The Child Labor Epidemic: A pattern of poverty and illiteracy
Nobel Peace Prize laureate Kailash Satyarthi
Kailash Satyarthi, a Nobel Peace Prize laureate and founder of Bachpan Bachao Andolan (which translates to Save the Childhood Movement), shared his experience of liberating more than 85,000 children from forced child labor and ongoing efforts to rehabilitate and educate those children. Satyarthi discussed ongoing challenges associated with complex trade agreements, international labor standards, global policy on child labor and patterns of poverty, lack of education and classism.
The Only Bipartisan Issue in Congress: Sentencing reform
Julie Stewart, president and founder of the nonpartisan, nonprofit organization Families Against Mandatory Minimums (FAMM)
Through storytelling and national expertise, Julie Stewart explored with the audience why policymakers as diverse as presidential candidate Ted Cruz and then President Barack Obama support reforming the sentencing laws that have filled America’s prisons. The attendees left this fascinating event with a new understanding of the impact of tough-on-crime laws and what our options are to address this epidemic of incarceration.
Beyond the Invisible Fence: The Making of Ferguson and Baltimore
Richard Rothstein, Economic Policy Institute
Richard Rothstein of the Economic Policy Institute and author of The Making of Ferguson: Public Policies at the Roots of Its Troubles took the audience on a captivating journey of the 20th century policies that succeeded in segregating every metropolitan area in the nation.
Billionaires: Wealth, politics, and American democracy
Darrell West, Brookings Institution
Using a balanced, bipartisan, and insightful approach, West explored the growing political activism of billionaires in recent elections. West told engaging stories of his personal interactions with the super wealthy and rich anecdotes of their influence. The audience left with an understanding of the implications of the “wealthification” of politics and society on American democracy and the political process.
A Conversation with Celine Cousteau: From the Amazon to the Oceans to Iowa.
Celine Cousteau, French explorer, education ambassador and documentary filmmaker
Celine Cousteau, a French explorer, education ambassador and documentary filmmaker invited the audience to dive into the world of water issues, sharing inspiring stories and vivid photographs of the Amazon river and voyages into the deep sea. Cousteau, who describes herself as an “oceanaut,” is the daughter of Jean-Michel Cousteau and granddaughter of the legendary Jacques Cousteau.
Listen to Céline Cousteau’s Iowa Public Radio interview with Charity Nebbe.
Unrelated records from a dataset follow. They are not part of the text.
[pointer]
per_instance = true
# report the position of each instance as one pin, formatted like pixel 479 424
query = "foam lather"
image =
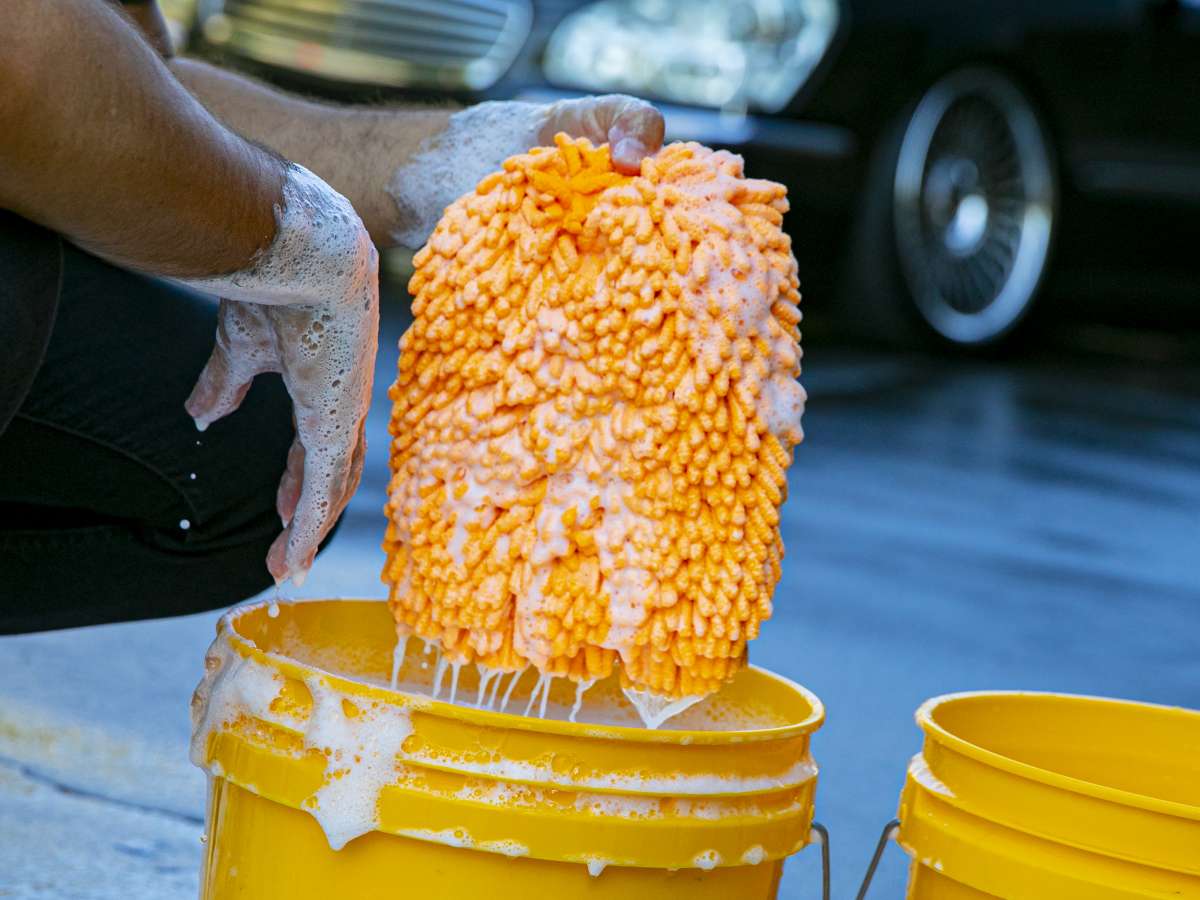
pixel 594 412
Edward Snowden vs. The NSA: Leaks, privacy and the surveillance state
Scott Shane, New York Times
New York Times reporter Scott Shane delivered a lecture on Edward Snowden and the National Security Agency, based on his extensive reporting on the NSA. Shortly before the lecture, Shane wrote a portrait of the National Security Agency based on some 50,000 of the secret documents released by Edward Snowden. He has written extensively about American drone strikes in Pakistan and Yemen and the debate over targeted killing. Shane’s articles on interrogation, written with several colleagues, were finalists for the Pulitzer Prize.